D’où vient que l’axe de la terre n’est pas perpendiculaire à l’équateur ? pourquoi se relève-t-il vers le nord, et s’abaisse-t-il vers le pôle austral dans une position qui ne paraît pas naturelle, et qui semble la suite de quelque dérangement, ou d’une période d’un nombre prodigieux d’années ?

Est-il bien vrai que l’écliptique se relève continuellement par un mouvement insensible vers l’équateur, et que l’angle que forment ces deux lignes soit un peu diminué depuis deux mille années ?

Est-il bien vrai que l’écliptique ait été autrefois perpendiculaire à l’équateur, que les Égyptiens l’aient dit, et qu’Hérodote l’ait rapporté ? Ce mouvement de l’écliptique formerait une période d’environ deux millions d’années : ce n’est point cela qui effraye, car l’axe de la terre a un mouvement imperceptible d’environ vingt-six mille ans, qui fait la précession des équinoxes, et il est aussi aisé à la nature de produire une rotation de vingt mille siècles qu’une rotation de deux cent soixante siècles.

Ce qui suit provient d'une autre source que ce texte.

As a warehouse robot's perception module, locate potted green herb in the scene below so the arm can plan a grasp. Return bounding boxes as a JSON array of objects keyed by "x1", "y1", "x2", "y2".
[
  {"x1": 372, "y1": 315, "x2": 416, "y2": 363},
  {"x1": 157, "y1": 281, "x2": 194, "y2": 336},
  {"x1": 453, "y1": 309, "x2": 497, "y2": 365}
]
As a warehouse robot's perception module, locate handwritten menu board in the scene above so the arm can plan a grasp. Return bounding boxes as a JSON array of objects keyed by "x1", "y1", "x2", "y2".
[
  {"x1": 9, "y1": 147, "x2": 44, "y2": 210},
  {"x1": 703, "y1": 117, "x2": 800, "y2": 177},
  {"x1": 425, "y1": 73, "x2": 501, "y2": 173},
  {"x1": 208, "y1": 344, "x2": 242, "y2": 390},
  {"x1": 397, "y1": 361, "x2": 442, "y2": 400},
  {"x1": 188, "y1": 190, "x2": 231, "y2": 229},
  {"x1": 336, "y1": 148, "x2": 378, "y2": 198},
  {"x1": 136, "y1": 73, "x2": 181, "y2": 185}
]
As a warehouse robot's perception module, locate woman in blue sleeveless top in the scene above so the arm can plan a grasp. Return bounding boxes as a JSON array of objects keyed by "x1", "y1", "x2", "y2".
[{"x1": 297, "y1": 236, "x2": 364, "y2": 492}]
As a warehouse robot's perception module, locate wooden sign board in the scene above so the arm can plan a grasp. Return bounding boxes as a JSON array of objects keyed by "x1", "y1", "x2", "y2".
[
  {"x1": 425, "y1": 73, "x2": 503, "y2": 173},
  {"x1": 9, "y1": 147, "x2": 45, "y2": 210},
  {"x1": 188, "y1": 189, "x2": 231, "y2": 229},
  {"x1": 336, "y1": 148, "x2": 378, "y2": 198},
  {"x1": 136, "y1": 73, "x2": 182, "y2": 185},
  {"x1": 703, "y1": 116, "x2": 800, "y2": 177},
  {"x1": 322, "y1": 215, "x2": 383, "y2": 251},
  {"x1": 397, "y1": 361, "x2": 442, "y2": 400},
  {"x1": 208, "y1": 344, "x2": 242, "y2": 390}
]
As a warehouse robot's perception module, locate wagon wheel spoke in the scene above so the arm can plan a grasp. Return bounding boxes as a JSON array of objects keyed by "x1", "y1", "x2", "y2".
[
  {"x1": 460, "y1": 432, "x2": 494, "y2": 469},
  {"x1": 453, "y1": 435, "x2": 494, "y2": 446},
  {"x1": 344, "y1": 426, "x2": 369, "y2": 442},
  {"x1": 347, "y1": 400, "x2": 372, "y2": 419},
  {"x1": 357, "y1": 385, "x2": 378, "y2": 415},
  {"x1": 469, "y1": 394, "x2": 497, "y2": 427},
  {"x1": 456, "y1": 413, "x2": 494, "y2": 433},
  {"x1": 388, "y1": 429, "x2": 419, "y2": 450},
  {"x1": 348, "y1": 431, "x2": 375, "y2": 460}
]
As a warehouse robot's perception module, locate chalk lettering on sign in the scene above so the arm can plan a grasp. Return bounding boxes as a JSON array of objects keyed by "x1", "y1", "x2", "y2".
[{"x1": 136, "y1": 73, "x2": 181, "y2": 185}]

On s’est trompé quand on a dit que les Égyptiens avaient, selon Hérodote, une tradition que l’écliptique avait été autrefois perpendiculaire à l’équateur. La tradition dont parle Hérodote n’a point de rapport à la coïncidence de la ligne équinoxiale et de l’écliptique ; c’est tout autre chose.

Les prétendus savants d’Égypte disaient que le soleil, dans l’espace de onze mille années, s’était couché deux fois à l’orient, et levé deux fois à l’occident. Quand l’équateur et l’écliptique auraient coïncidé ensemble, quand toute la terre aurait eu la sphère droite, et que partout les jours eussent été égaux aux nuits, le soleil ne changerait pas pour cela son coucher et son lever. La terre aurait toujours tourné sur son axe d’occident en orient, comme elle y tourne aujourd’hui. Cette idée de faire coucher le soleil à l’orient n’est qu’une chimère digne du cerveau des prêtres d’Égypte, et montre la profonde ignorance de ces jongleurs qui ont eu tant de réputation. Il faut ranger ce conte avec les satyres qui chantaient et dansaient à la suite d’Osiris ; avec les petits garçons auxquels on ne donnait à manger qu’après avoir couru huit lieues pour leur apprendre à conquérir le monde ; avec les deux enfants qui crièrent bec pour demander du pain, et qui par là firent découvrir que la langue phrygienne était la première que les hommes eussent parlée ; avec le roi Psamméticus, qui donna sa fille à un voleur, pour le récompenser de lui avoir pris son argent très-adroitement, etc, etc.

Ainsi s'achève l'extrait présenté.